Originally Posted by trumptman
JUSTICE KENNEDY: But the reason, the reason this is concerning, is because it requires the individual to do an affirmative act. In the law of torts our tradition, our law, has been that you don't have the duty to rescue someone if that person is in danger. The blind man is walking in front of a car and you do not have a duty to stop him absent some relation between you. And there is some severe moral criticisms of that rule, but that's generally the rule.
The court is discussing and may decide whether you are your brother's keeper. People can make fun of Ayn Rand but damn is she prophetic.
I think most people want to help others and most would certainly help the proverbial blind man stepping into traffic.
I think the critical issue here is the compulsion*.
The question that arises here is what does society and liberty look like under a regime of compelling this behavior. Is it the morally right thing to do? It is the morally healthy thing to do? What does that society look like long term.

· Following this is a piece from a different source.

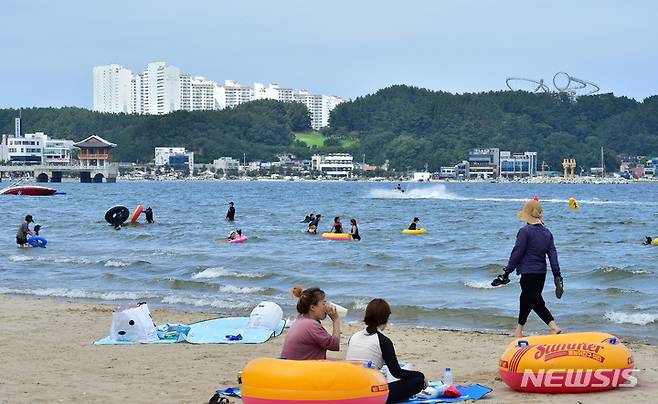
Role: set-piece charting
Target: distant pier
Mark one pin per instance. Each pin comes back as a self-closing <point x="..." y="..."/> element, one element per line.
<point x="49" y="173"/>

There are certain counter-intuitive things that ought to be considered in this debate:
1a. Despite lack of central
(i.e., government) planning tons of things happen with great consistency, success and even precision.

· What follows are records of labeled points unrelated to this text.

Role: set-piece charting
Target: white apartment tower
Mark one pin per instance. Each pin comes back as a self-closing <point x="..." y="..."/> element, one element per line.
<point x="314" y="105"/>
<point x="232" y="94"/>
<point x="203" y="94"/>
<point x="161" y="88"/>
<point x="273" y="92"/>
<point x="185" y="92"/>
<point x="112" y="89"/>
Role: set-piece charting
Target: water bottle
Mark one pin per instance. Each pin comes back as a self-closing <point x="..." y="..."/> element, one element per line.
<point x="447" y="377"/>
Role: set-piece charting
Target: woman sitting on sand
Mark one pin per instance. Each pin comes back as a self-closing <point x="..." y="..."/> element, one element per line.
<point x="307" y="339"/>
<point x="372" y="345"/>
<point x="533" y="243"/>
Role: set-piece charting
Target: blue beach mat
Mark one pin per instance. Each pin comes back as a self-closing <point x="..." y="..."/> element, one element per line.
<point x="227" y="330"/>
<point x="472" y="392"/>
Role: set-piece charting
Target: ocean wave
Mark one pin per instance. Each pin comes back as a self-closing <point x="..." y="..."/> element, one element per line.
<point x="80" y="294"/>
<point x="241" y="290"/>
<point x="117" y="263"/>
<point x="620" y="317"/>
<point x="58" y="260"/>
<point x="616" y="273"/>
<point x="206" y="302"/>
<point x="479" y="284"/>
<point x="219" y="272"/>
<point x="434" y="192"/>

1b. Whenever and wherever central
(i.e., government) planning is implemented it leads to terrible shortages, inefficiencies and failures.

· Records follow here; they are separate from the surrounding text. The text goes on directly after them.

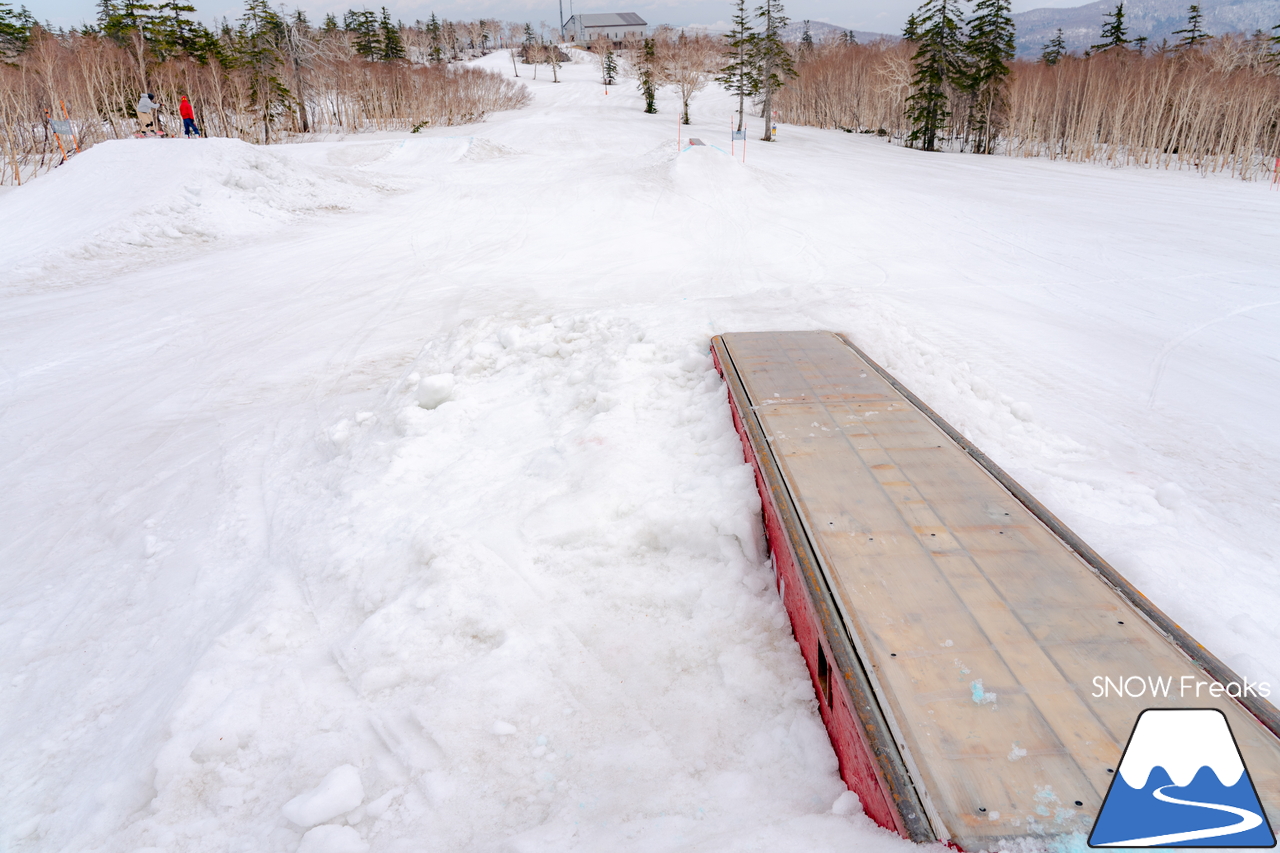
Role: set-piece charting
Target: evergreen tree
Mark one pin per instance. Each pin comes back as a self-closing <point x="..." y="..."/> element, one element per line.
<point x="772" y="59"/>
<point x="393" y="46"/>
<point x="647" y="74"/>
<point x="435" y="35"/>
<point x="611" y="67"/>
<point x="938" y="67"/>
<point x="174" y="33"/>
<point x="366" y="36"/>
<point x="737" y="74"/>
<point x="912" y="30"/>
<point x="1193" y="33"/>
<point x="1112" y="31"/>
<point x="1054" y="49"/>
<point x="14" y="30"/>
<point x="990" y="49"/>
<point x="449" y="40"/>
<point x="260" y="40"/>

2a. Despite government mandated Samaritanism, people get taken care of, usually very well.
2b. Government mandated Samaritanism is very likely to lead to less
morality in society, not more.
3a. Greater personal, political and economic liberty tends to lead to greater order and stability.
3b. Greater control and restriction of personal, political and economic freedom tends to lead to greater chaos and instability.
Obamacare (among other initiatives) shoots for the trifecta of 1b, 2b and 3b.
Unfortunately those who advocate 1b, 2b and 3b sort of have the positive language and short-term
effects on their side. Word like "planning", "control" and "helping others" all seem to be positive words...and they are
. But in the context we're speaking of they are double-edged (s)words.
*What's especially ironic about this compulsion is that advocacy for it typically comes from our leftist friends who, for a long time now, have been telling us that we can't legislate morality.